The pressure is somehow unacceptable – see the latest CEO fired French food group Danone’s. Still Milton Friedman’s doctrine The sole purpose of the corporation is to make money from its shareholders, not just coronaviruses, but to be dissatisfied with current concerns about climate change, wage stagnation, inequality and diversity.

More fundamentally, the epidemic has shown that a shareholder primacy model of capitalism raised in the 19th century is completely unsuitable for the conditions of the twenty-first century. This model reflects the belief that the owner, the shareholder, the ultimate risk taker, was entitled to the remaining profits of the company when the claims of all other stakeholders were satisfied.

To take today’s most obvious examples, workers and patients in privately owned care homes are at an infinite risk than those out-of-home shareholders. Many skilled workers who were fired during the epidemic lost not only their jobs, but also their human capital – the skills that were specific to the firm that hired them.

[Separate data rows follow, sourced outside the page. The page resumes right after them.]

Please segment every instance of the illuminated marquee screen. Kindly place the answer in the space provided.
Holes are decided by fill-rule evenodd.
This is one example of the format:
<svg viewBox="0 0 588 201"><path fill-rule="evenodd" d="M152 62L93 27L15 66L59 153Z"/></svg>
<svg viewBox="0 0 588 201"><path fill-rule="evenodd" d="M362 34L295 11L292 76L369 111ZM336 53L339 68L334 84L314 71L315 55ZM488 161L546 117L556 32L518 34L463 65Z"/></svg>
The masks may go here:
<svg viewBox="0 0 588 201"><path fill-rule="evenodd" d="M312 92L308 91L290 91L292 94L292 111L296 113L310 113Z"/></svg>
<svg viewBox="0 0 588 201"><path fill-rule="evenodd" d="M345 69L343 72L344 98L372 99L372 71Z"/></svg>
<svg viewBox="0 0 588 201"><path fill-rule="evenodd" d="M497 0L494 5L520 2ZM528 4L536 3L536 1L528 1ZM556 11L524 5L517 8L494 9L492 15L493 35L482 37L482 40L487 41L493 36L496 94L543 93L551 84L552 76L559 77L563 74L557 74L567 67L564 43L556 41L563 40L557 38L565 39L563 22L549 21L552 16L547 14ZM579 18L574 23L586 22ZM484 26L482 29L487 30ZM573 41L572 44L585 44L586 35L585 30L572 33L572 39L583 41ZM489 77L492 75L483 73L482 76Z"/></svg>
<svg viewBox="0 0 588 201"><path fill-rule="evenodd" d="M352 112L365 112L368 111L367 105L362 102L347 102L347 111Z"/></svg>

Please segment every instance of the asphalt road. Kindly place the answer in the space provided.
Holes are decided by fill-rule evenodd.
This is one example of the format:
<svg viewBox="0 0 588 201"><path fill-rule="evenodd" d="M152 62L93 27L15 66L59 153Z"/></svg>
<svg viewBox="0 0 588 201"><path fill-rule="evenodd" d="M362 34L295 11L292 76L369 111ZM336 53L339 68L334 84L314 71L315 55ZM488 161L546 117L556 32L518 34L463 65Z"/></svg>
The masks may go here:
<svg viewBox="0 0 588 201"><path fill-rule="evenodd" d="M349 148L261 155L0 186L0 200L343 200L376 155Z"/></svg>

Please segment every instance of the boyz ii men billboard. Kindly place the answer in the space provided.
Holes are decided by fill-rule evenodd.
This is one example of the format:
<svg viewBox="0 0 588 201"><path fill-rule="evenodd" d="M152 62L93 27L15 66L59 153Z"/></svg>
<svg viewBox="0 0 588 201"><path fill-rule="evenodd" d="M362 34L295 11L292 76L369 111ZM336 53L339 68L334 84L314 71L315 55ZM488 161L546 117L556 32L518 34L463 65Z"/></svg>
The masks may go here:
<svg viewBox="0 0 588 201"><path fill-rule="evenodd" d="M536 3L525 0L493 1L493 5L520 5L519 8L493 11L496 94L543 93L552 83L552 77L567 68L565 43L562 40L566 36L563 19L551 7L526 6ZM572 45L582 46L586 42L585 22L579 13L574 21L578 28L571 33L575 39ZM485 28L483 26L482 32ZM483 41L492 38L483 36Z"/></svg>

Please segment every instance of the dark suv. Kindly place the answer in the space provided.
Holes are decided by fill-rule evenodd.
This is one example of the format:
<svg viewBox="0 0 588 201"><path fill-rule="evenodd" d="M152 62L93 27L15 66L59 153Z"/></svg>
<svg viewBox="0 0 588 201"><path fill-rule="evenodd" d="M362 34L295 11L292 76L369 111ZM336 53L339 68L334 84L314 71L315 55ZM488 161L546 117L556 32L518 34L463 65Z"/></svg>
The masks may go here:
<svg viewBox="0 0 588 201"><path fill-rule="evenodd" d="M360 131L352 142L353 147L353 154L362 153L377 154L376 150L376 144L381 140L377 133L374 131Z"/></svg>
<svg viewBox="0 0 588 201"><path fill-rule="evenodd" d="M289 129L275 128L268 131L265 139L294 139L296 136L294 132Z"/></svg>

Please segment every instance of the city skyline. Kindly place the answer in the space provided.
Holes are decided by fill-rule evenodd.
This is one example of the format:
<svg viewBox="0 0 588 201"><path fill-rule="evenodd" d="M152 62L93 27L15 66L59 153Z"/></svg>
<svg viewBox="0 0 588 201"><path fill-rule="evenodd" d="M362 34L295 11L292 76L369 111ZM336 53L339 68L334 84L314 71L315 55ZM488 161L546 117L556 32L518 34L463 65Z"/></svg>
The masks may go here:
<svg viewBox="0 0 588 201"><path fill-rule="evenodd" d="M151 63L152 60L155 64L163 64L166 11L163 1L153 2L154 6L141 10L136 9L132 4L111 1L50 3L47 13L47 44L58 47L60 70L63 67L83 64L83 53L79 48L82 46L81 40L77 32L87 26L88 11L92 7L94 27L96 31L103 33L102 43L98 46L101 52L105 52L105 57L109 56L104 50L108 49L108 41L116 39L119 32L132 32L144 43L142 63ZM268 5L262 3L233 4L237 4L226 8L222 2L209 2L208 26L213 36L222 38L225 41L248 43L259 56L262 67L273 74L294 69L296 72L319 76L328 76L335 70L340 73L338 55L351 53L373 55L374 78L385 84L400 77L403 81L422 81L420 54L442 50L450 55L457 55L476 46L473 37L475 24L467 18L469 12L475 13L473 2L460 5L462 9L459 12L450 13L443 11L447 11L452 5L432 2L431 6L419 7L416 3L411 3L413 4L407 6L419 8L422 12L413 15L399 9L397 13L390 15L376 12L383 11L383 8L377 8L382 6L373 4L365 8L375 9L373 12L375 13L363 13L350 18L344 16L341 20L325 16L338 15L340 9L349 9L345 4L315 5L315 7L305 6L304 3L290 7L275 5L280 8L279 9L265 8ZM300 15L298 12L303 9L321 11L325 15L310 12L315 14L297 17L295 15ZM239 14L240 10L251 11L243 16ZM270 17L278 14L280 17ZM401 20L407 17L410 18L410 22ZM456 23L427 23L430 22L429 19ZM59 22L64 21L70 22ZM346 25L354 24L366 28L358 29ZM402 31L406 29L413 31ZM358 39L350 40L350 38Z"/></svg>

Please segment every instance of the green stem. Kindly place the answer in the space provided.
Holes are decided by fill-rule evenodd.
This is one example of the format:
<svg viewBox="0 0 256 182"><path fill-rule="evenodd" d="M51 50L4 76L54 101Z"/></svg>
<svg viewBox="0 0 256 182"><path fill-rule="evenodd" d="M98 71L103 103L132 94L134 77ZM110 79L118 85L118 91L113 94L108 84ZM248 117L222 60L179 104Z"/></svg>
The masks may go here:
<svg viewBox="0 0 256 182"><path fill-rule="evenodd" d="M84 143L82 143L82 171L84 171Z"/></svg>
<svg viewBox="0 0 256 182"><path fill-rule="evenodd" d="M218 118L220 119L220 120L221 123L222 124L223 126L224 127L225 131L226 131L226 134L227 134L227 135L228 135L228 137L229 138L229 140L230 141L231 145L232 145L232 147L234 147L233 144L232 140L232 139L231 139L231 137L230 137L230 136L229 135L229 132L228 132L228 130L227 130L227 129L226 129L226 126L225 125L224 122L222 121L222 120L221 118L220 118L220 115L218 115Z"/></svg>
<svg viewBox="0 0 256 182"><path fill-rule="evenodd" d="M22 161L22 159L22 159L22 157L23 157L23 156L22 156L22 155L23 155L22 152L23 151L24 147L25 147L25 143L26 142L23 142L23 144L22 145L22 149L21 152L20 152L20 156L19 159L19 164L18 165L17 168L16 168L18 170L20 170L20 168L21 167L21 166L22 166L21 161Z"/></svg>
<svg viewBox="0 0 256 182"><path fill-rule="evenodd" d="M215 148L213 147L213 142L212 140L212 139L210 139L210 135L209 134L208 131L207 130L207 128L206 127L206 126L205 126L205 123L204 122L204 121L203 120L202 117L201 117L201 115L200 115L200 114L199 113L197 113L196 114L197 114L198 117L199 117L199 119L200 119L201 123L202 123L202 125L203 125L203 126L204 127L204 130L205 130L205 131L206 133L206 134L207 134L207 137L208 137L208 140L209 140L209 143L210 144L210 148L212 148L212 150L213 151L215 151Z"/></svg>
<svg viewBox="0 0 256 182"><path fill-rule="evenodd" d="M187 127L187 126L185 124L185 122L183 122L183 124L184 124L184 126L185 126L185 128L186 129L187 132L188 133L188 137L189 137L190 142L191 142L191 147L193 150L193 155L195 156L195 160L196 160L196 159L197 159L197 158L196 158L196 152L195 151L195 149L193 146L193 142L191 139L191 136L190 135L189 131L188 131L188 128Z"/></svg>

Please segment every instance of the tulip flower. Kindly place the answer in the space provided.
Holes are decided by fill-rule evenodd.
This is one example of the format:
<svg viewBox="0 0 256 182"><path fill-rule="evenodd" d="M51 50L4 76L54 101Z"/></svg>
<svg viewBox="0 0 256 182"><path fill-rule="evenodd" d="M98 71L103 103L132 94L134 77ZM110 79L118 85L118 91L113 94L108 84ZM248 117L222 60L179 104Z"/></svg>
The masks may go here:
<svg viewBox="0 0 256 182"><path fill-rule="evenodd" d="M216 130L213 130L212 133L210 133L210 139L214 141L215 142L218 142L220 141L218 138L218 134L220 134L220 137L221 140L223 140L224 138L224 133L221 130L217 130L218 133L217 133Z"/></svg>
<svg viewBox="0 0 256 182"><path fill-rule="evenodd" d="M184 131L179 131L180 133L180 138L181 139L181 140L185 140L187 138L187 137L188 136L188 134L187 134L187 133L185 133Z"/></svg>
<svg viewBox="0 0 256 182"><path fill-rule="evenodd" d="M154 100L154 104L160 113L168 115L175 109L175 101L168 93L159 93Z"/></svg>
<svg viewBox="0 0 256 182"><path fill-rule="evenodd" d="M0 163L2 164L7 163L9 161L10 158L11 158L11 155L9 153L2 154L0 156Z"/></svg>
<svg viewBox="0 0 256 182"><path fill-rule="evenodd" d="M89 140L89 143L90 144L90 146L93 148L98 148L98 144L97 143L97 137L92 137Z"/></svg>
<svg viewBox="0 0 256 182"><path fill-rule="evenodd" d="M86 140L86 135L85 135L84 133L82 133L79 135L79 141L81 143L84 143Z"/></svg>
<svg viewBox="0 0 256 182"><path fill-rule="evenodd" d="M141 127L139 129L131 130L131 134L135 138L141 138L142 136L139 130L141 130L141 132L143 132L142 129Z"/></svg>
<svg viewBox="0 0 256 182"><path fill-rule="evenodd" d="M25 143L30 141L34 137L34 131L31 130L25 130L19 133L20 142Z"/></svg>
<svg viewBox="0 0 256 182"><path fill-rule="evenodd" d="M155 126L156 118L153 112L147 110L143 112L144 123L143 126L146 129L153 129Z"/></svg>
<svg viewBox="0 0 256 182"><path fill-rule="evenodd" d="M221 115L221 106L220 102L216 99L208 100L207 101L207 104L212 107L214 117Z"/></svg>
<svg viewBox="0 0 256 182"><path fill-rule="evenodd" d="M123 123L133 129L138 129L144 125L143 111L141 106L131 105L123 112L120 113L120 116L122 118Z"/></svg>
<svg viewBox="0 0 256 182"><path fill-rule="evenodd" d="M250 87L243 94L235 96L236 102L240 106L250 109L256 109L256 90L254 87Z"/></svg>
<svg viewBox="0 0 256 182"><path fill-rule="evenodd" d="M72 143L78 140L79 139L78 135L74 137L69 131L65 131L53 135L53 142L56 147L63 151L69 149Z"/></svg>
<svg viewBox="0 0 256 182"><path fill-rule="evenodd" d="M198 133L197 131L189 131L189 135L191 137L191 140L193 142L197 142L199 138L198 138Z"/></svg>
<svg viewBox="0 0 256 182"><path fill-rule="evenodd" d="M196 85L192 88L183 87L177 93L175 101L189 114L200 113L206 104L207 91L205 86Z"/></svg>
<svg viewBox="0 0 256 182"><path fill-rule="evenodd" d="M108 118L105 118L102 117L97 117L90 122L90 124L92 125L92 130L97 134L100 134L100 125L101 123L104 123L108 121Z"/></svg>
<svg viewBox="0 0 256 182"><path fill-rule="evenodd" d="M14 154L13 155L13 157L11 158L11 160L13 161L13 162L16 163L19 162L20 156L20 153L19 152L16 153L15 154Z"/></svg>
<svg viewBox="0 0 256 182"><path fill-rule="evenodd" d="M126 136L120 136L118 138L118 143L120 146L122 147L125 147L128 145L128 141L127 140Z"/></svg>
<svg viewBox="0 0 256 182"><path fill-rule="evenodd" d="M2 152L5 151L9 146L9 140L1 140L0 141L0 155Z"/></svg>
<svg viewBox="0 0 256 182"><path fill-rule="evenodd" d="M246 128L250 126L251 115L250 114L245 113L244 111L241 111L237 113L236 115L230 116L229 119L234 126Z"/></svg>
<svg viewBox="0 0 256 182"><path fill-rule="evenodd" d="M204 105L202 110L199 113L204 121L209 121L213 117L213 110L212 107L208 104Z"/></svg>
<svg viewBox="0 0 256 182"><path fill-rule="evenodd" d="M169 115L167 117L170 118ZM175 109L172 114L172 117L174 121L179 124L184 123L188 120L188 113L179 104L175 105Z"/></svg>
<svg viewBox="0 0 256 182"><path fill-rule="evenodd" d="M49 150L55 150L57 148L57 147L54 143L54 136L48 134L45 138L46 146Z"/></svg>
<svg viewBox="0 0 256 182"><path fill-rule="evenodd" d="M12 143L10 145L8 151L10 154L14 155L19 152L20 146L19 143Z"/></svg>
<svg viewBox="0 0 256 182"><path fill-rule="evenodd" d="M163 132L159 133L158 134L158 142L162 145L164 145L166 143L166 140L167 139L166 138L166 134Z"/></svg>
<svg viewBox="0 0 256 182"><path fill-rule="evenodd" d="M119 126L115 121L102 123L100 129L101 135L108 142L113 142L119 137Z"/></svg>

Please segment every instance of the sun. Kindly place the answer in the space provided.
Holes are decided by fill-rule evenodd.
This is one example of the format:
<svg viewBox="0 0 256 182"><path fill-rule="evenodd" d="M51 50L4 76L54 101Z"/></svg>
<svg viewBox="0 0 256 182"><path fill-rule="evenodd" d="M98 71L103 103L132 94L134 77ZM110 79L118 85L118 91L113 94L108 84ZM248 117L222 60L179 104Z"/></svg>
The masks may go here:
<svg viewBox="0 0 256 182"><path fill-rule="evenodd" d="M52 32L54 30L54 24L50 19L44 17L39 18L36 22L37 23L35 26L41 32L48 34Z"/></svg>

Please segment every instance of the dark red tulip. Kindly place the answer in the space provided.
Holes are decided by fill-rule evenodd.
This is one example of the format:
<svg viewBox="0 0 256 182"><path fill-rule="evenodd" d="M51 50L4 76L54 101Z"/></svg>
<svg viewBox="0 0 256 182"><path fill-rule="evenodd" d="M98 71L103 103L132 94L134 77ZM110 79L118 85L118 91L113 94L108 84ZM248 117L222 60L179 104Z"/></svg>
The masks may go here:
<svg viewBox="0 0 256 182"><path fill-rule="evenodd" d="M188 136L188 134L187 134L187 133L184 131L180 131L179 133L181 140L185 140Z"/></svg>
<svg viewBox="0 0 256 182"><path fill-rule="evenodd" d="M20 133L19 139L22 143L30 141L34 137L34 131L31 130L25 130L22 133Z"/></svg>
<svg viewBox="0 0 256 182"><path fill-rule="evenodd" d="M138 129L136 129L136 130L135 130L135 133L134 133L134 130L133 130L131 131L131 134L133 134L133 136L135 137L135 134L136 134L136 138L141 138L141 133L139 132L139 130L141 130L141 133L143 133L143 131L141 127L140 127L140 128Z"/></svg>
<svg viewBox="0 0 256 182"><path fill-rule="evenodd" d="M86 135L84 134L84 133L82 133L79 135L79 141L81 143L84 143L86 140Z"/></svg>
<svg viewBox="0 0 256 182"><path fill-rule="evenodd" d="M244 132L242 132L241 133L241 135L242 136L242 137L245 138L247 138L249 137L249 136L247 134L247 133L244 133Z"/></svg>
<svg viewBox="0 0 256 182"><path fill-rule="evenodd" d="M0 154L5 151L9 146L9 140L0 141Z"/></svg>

At the same time corporate bankruptcy is more dangerous for suppliers than for institutional asset owners who spread risk across large, diversified portfolios. In the Anglophone economy, the short-term, narrow financial definition of shareholder value has helped reduce corporate resilience by encouraging additional dividends and share buybacks that weaken the commitment sheet.

Yet the transition to a stakeholder model raises difficult questions about how stakeholders can manage accounts. Exists Stakeholder model Include staff-managers. It prioritizes the interests of single stakeholders that may conflict with other partners. And there is a clear risk that further broadening the board’s responsibilities will reduce management accountability.

The UK provides an interesting case study. Section 172 of the 2006 Companies Act Managers need to promote the success of an organization by considering the long-term consequences of any decision, the interests of employees, the need to build business relationships with suppliers, customers and others, and the impact of the organization’s management on the environment. (Disclosure: I was on the steering group for the UK Company Law Review, which provided a blueprint for the 2006 law.)

It has been proven invalid. First, because the long-term is divided by a short-term boardroom bonus culture. Meanwhile, the pressure of capital markets and the discipline of hostile control ensure that short-term performance trumps stakeholder responsibilities, while a general stakeholder is reluctant to seek redress in court.

In order for stakeholder capitalism to work, efforts to expand the horizons during stimulus projects must be complemented by metrics related to the environmental, social, and administrative agendas. Shareholders should be given more power to control takeover activities, which do not always provide value. Existing initiatives need to be strengthened to improve reporting on value human capital, employee safety and sustainability so that shareholders can engage more effectively with firms investing in ESG issues.

But there is a limit to what boards and shareholders can do alone. Former Delaware Supreme Court Chief Justice Leo Strain backed up Modernization of the New Deal of the 1930s To protect key partners through measures such as carbs, improved consumer protection, strong incredible legislation and carbon tax in the gig economy in the 21st century economy. With a biden president in a prosperous world and a rapidly changing political climate, it may now be within possible limits.